Cancer LncRNA Census reveals evidence for deep functional conservation of long noncoding RNAs in tumorigenesis

Joana Carlevaro-Fita, Chen Hong, David Mas-Ponte, Jakob Skou Pedersen, Federico Abascal, Samirkumar B. Amin, Gary D. Bader, Jonathan Barenboim, Rameen Beroukhim, Johanna Bertl, Keith A. Boroevich, Søren Brunak, Peter J. Campbell, Dimple Chakravarty, Calvin Wing Yiu Chan, Ken Chen, Jung Kyoon Choi, Jordi Deu-Pons, Priyanka Dhingra, Klev Diamanti, Lars Feuerbach, J. Lynn Fink, Nuno A. Fonseca, Joan Frigola, Carlo Gambacorti-Passerini, Dale W. Garsed, Mark Gerstein, Gad Getz, Abel Gonzalez-Perez, Qianyun Guo, Ivo G. Gut, David Haan, Mark P. Hamilton, Nicholas J. Haradhvala, Arif O. Harmanci, Mohamed Helmy, Carl Herrmann, Julian M. Hess, Asger Hobolth, Ermin Hodzic, Henrik Hornshøj, Keren Isaev, Jose M. G. Izarzugaza, Rory Johnson, Todd A. Johnson, Malene Juul, Randi Istrup Juul, Andre Kahles, Abdullah Kahraman, Manolis Kellis, Ekta Khurana, Jaegil Kim, Jong K. Kim, Youngwook Kim, Jan Komorowski, Jan O. Korbel, Sushant Kumar, Andrés Lanzós, Erik Larsson, Michael S. Lawrence, Donghoon Lee, Kjong-Van Lehmann, Shantao Li, Xiaotong Li, Ziao Lin, Eric Minwei Liu, Lucas Lochovsky, Shaoke Lou, Tobias Madsen, Kathleen Marchal, Iñigo Martincorena, Alexander Martinez-Fundichely, Yosef E. Maruvka, Patrick D. McGillivray, William Meyerson, Ferran Muiños, Loris Mularoni, Hidewaki Nakagawa, Morten Muhlig Nielsen, Marta Paczkowska, Keunchil Park, Kiejung Park, Oriol Pich, Tirso Pons, Sergio Pulido-Tamayo, Benjamin J Raphael, Jüri Reimand, Iker Reyes-Salazar, Matthew A. Reyna, Esther Rheinbay, Mark A. Rubin, Carlota Rubio-Perez, Radhakrishnan Sabarinathan, S. Cenk Sahinalp, Gordon Saksena, Leonidas Salichos, Chris Sander, Steven E. Schumacher, Mark Shackleton, Ofer Shapira, Ciyue Shen, Raunak Shrestha, Shimin Shuai, Nikos Sidiropoulos, Lina Sieverling, Nasa Sinnott-Armstrong, Lincoln D. Stein, Joshua M. Stuart, David Tamborero, Grace Tiao, Tatsuhiko Tsunoda, Husen M. Umer, Liis Uusküla-Reimand, Alfonso Valencia, Miguel Vazquez, Lieven P. C. Verbeke, Claes Wadelius, Lina Wadi, Jiayin Wang, Jonathan Warrell, Sebastian M. Waszak, Joachim Weischenfeldt, David A. Wheeler, Guanming Wu, Jun Yu, Jing Zhang, Xuanping Zhang, Yan Zhang, Zhongming Zhao, Lihua Zou, Christian von Mering

OAI: oai:www.repository.cam.ac.uk:1810/317171 • DOI: 10.17863/CAM.64282

Abstract: Long non-coding RNAs (lncRNAs) are a growing focus of cancer genomics studies, creating the need for a resource of lncRNAs with validated cancer roles.
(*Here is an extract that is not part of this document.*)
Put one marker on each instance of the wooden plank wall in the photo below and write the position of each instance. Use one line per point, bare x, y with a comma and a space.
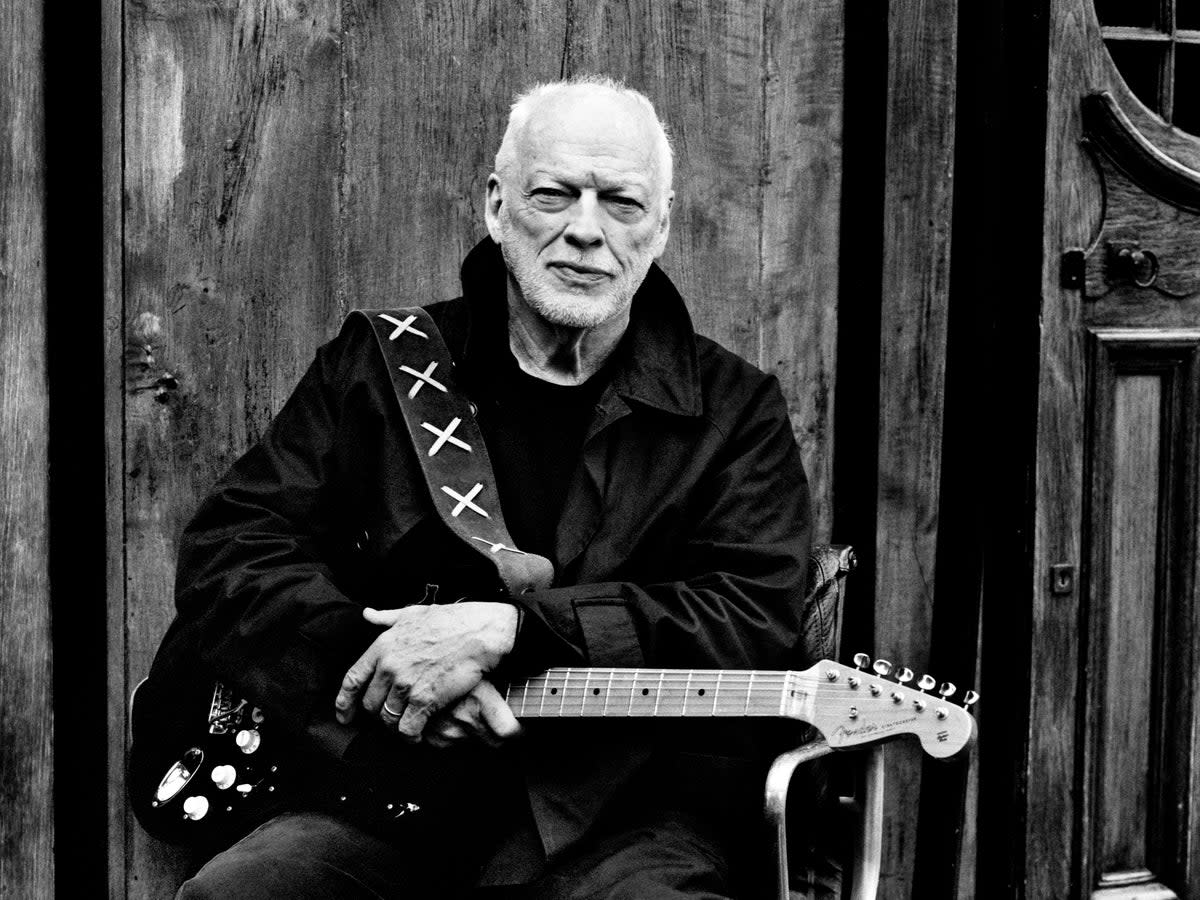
915, 301
285, 162
27, 831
Furthermore, it remains debated whether mutated lncRNAs can drive tumorigenesis, and whether such functions could be conserved during evolution. Here, as part of the ICGC/TCGA Pan-Cancer Analysis of Whole Genomes (PCAWG) Consortium, we introduce the Cancer LncRNA Census (CLC), a compilation of 122 GENCODE lncRNAs with causal roles in cancer phenotypes. In contrast to existing databases, CLC requires strong functional or genetic evidence. CLC genes are enriched amongst driver genes predicted from somatic mutations, and display characteristic genomic features. Strikingly, CLC genes are enriched for driver mutations from unbiased, genome-wide transposon-mutagenesis screens in mice. We identified 10 tumour-causing mutations in orthologues of 8 lncRNAs, including LINC-PINT and NEAT1, but not MALAT1. Thus CLC represents a dataset of high-confidence cancer lncRNAs. Mutagenesis maps are a novel means for identifying deeply-conserved roles of lncRNAs in tumorigenesis.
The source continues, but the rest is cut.